Catholic Universities: Are they losing faith?

I'm in both a mood for politics and religion, so I think I'll write today about Catholic universities and the crisis between maintaining a Catholic identity or an open atmosphere. This Catholic Online article talks about the problems that arise when school administrators make tolerance their guiding principle instead of doctrine. This is the case at places like DePaul University where the guiding principle seems to be "Don't argue with the non-white students." Thomas Klocek's ongoing case in arguing with a Palestinian student group should be enough evidence of DePaul worried more about looking "intolerant" than "engaging." Why shouldn't the students be engaged in argument about their positions, especially when those positions contradict Catholic teaching? Many of the conservative positions I hold on use of military force, economics and religion were held in contempt at Southern Illinois, but arguing with my teachers gave me a chance to defend my positions and reinforce my own knowledge of the subjects. Some of my positions were changed to becoming more conservative than they were prior to attending SIU thanks to those teachers.

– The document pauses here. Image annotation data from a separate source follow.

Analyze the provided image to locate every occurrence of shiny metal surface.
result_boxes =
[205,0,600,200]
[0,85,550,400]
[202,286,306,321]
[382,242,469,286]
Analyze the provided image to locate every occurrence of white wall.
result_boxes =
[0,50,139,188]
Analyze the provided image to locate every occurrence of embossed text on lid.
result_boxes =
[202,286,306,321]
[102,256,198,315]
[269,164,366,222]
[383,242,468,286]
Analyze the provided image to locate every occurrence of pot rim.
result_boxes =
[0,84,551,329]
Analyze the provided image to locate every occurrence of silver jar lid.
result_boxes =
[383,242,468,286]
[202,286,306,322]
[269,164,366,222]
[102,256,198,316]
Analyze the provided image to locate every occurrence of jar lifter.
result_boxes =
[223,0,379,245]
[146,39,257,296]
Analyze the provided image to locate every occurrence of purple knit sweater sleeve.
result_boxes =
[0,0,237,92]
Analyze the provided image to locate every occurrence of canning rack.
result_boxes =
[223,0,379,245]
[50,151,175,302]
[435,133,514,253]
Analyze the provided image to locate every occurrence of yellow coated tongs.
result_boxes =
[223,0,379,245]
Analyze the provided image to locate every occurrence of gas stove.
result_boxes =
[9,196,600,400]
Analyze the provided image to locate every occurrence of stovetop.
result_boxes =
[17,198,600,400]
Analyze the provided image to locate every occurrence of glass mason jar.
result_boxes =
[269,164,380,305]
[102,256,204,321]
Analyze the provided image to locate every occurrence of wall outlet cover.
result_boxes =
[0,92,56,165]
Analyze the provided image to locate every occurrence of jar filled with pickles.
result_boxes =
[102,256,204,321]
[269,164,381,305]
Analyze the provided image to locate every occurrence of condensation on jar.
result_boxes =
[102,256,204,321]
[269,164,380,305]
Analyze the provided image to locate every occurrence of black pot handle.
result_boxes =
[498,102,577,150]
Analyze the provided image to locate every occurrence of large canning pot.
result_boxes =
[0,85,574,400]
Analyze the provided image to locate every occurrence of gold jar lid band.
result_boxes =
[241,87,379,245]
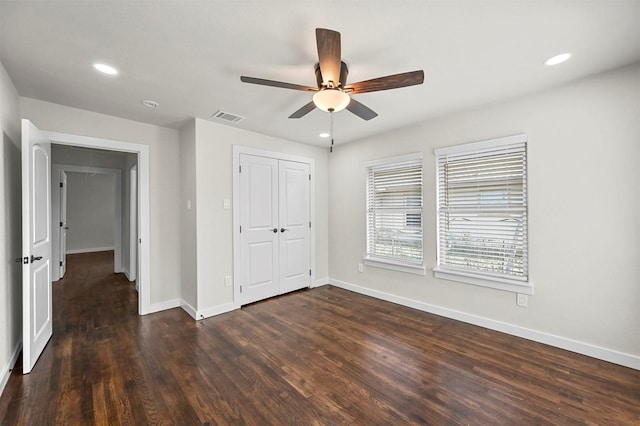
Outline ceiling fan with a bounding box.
[240,28,424,120]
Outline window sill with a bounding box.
[433,267,533,295]
[363,257,427,275]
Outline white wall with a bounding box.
[191,119,329,316]
[329,64,640,366]
[180,120,198,310]
[0,64,22,393]
[67,172,116,253]
[20,97,181,309]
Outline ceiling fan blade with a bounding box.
[289,101,316,118]
[316,28,342,87]
[345,70,424,95]
[347,98,378,121]
[240,75,318,92]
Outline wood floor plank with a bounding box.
[0,252,640,426]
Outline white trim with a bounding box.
[362,256,427,275]
[329,279,640,370]
[433,133,527,156]
[433,267,534,295]
[67,246,115,253]
[42,131,155,315]
[196,303,240,320]
[180,299,198,321]
[147,299,182,314]
[180,299,240,321]
[127,164,138,281]
[364,151,423,168]
[0,342,22,395]
[234,145,316,306]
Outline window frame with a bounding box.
[433,134,534,295]
[363,152,426,275]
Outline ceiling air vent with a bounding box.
[211,111,244,123]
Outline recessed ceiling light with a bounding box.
[544,53,571,66]
[93,64,118,75]
[142,99,159,108]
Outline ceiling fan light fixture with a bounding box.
[313,89,351,112]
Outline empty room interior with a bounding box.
[0,0,640,425]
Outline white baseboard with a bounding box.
[309,277,329,288]
[145,299,182,315]
[196,303,240,320]
[66,246,115,254]
[180,299,198,320]
[0,342,22,395]
[180,300,240,321]
[329,279,640,370]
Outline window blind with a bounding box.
[435,135,529,281]
[367,155,422,265]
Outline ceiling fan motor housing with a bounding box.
[315,61,349,89]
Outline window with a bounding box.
[435,135,533,294]
[365,153,424,275]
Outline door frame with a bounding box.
[233,145,316,308]
[42,131,151,315]
[51,164,123,281]
[125,164,138,289]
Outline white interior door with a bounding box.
[59,170,69,279]
[22,120,53,374]
[129,166,138,282]
[240,154,311,305]
[278,160,311,293]
[240,154,280,304]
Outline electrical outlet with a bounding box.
[516,293,529,308]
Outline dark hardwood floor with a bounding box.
[0,252,640,426]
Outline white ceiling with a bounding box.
[0,0,640,145]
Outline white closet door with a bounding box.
[22,119,53,374]
[240,154,280,304]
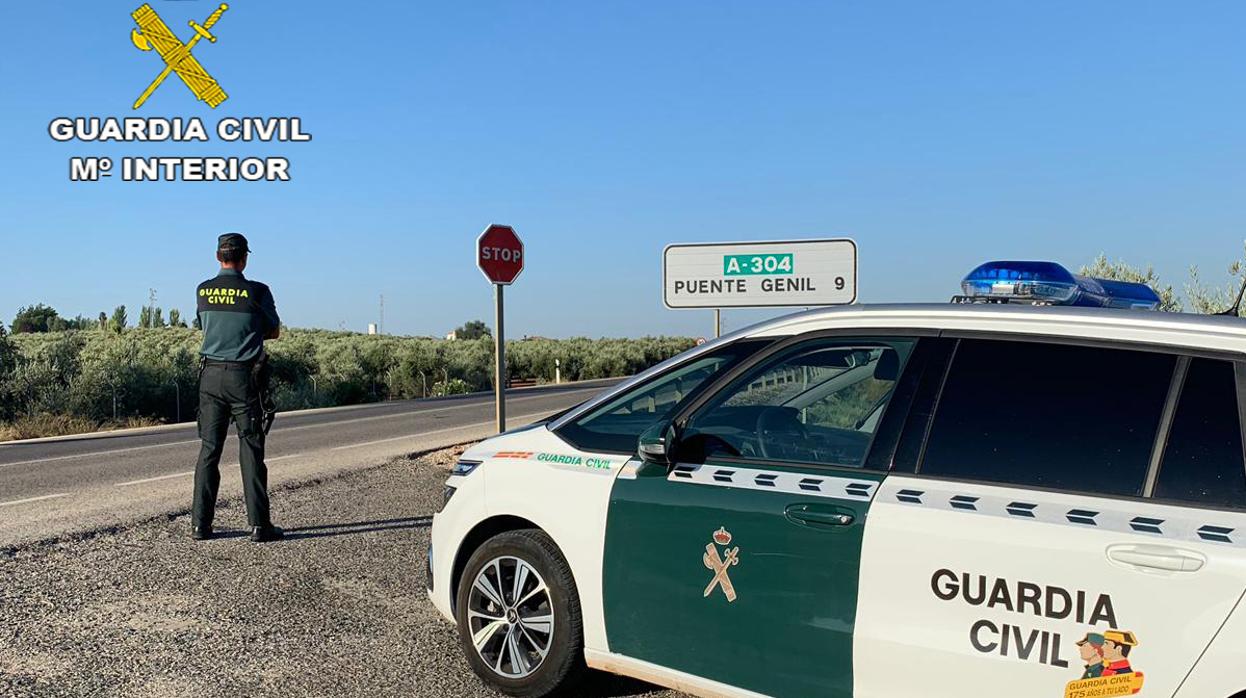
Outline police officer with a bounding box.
[191,233,283,542]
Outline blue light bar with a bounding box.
[956,262,1160,310]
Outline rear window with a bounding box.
[558,339,769,454]
[921,339,1176,496]
[1154,359,1246,509]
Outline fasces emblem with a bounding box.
[701,526,740,603]
[130,2,229,108]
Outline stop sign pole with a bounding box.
[476,223,523,434]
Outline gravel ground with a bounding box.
[0,451,677,698]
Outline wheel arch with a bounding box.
[449,514,543,614]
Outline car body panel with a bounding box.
[855,476,1246,698]
[432,305,1246,698]
[434,426,627,651]
[604,462,882,698]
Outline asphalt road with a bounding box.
[0,446,677,698]
[0,380,616,548]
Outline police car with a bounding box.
[429,262,1246,698]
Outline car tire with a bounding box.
[455,528,586,698]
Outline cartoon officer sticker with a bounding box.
[1078,633,1104,679]
[1064,628,1145,698]
[1103,631,1138,676]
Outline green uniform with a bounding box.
[192,269,280,527]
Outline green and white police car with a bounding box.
[429,263,1246,698]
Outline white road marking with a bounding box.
[0,492,70,506]
[115,454,303,487]
[0,388,603,467]
[278,388,603,433]
[116,470,194,487]
[330,413,546,451]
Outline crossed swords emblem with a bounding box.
[701,526,740,603]
[130,4,229,108]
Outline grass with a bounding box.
[0,414,161,441]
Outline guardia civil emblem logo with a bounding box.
[701,526,740,603]
[130,2,229,108]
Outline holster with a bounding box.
[250,351,277,436]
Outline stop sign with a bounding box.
[476,223,523,284]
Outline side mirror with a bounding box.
[635,423,675,465]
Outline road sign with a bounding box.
[476,223,523,284]
[662,239,856,308]
[476,223,523,433]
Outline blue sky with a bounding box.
[0,0,1246,337]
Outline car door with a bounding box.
[603,337,923,697]
[855,338,1246,698]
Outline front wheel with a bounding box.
[456,528,584,698]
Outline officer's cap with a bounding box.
[1103,631,1138,647]
[1078,633,1104,647]
[217,233,250,252]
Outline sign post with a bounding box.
[662,238,857,324]
[476,223,523,434]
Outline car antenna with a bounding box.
[1216,280,1246,318]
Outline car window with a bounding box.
[920,339,1176,496]
[1154,359,1246,509]
[558,340,769,454]
[680,339,915,467]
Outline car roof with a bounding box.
[549,303,1246,429]
[740,303,1246,353]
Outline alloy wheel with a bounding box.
[467,556,553,679]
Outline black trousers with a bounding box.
[191,363,272,526]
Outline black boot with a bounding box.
[250,524,285,543]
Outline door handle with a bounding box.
[784,504,855,527]
[1108,545,1207,572]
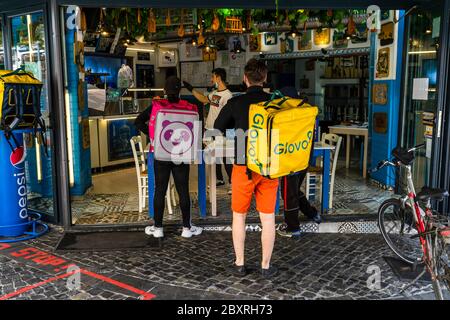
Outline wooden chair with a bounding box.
[130,136,176,214]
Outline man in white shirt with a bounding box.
[183,68,233,186]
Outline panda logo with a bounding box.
[159,120,194,155]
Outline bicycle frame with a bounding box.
[397,163,431,262]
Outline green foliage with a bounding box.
[98,8,365,39]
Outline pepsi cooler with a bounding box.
[0,130,28,237]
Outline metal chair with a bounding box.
[305,133,342,209]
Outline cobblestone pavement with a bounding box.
[0,228,446,299]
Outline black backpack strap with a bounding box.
[4,128,19,152]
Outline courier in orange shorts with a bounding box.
[214,59,278,278]
[231,165,278,214]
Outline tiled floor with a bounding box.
[30,162,392,224]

Regardless of my opinions, what are Catholic schools to do? Do they ignore the non-Catholics in their midst and go to a position where they conform completely to Catholic doctrine, or is there wiggle room? Notre Dame would find that it was a shadow of its former self if the party atmosphere was removed. DePaul would have difficulty maintaining its reputation for tolerance if it started kicking socialists out of the faculty. DePaul even has a "Queer Studies" minor. Considering that the GLBT community is considered disordered according to the Catechism, it's very surprising to see such a thing in a Catholic university catalog. Ultimately, though, those who teach these classes should ask themselves if they're offering it as an alternative view or giving support against Church teachings. If it's the first, how the classes are presented are going to be very important. The second option then creates a problem where a Catholic university is standing in opposition of the Church. At what point is that position enough to remove a university from its status as a Catholic school?

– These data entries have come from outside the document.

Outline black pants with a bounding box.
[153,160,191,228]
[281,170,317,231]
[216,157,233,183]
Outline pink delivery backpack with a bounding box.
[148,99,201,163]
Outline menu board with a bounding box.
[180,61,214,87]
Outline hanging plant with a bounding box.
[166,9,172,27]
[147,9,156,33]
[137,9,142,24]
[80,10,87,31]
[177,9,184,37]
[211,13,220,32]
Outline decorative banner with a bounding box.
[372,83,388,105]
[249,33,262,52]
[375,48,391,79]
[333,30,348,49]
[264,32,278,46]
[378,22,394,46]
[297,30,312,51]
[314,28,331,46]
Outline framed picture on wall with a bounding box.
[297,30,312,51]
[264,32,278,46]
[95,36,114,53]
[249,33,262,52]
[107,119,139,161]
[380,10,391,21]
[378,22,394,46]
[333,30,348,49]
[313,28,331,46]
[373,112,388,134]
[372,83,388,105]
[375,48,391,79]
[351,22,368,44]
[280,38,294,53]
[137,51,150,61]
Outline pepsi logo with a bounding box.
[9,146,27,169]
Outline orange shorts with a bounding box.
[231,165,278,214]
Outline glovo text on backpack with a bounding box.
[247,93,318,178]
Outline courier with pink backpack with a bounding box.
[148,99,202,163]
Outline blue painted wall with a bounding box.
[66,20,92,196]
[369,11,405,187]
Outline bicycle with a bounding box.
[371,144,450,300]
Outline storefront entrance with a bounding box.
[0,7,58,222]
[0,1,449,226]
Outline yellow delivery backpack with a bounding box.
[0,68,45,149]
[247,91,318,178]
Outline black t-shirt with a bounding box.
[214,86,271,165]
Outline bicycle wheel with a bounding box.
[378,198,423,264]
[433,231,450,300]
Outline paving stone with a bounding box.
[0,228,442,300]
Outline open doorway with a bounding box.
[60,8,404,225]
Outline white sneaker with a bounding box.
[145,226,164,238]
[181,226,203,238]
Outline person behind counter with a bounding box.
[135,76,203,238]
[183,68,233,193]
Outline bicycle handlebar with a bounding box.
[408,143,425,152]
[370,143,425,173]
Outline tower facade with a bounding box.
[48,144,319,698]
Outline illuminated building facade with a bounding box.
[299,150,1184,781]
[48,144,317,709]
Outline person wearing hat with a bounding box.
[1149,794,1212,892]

I would like to see more Catholic schools reassert their identity by coming more in line with the Catechism and with the ideals presented in Pope John Paul II's letter Ex Corde Ecclesiae, but it's very difficult to do that and make sure you can keep a steady flow of students. Less money means fewer teachers and fewer ideas to toss around. Finding groups on campus who are at odds with Catholic teaching, such as Communists or pro-abortion groups, could lead people to believe that the faculty and administration have given their blessing to said groups. When that happens, those who oppose such groups also believe that the groups in question are given some kind of insulation from criticism. This is how it appears to me at DePaul in the Klocek case.

At the same time, I don't think that the schools need to remove all traces of heterodoxy from the campus. Exposing the students to people and ideas they never encountered prior to attending college is a good thing. Such exposure may reinforce their previously-held beliefs, and some beliefs may change. The students must also be allowed to make judgments about what they've seen, even if said judgments go against what the college has in mind. Catholic school administrators and faculty must be clearer in presenting material that may contradict Church teaching. The viewpoints that contradict Church teaching should be taught in such a way to clearly explain where it differs and why, even to the point of making the teachers uncomfortable. If you teach at a Catholic university, shouldn't you at least present the Catholic viewpoint as a valid one worthy of supporting above others? Doing otherwise would seem like biting the hand that feeds you. Showing mercy and charity in the academic world does not mean always allowing sanctuary for those who oppose the Catholic Church. It is high time Catholic administrators remember that. Expose students to heterodox ideas, but do not place them on the same moral level as Catholic teaching. Doing that only leads to replacing God with whatever is convenient.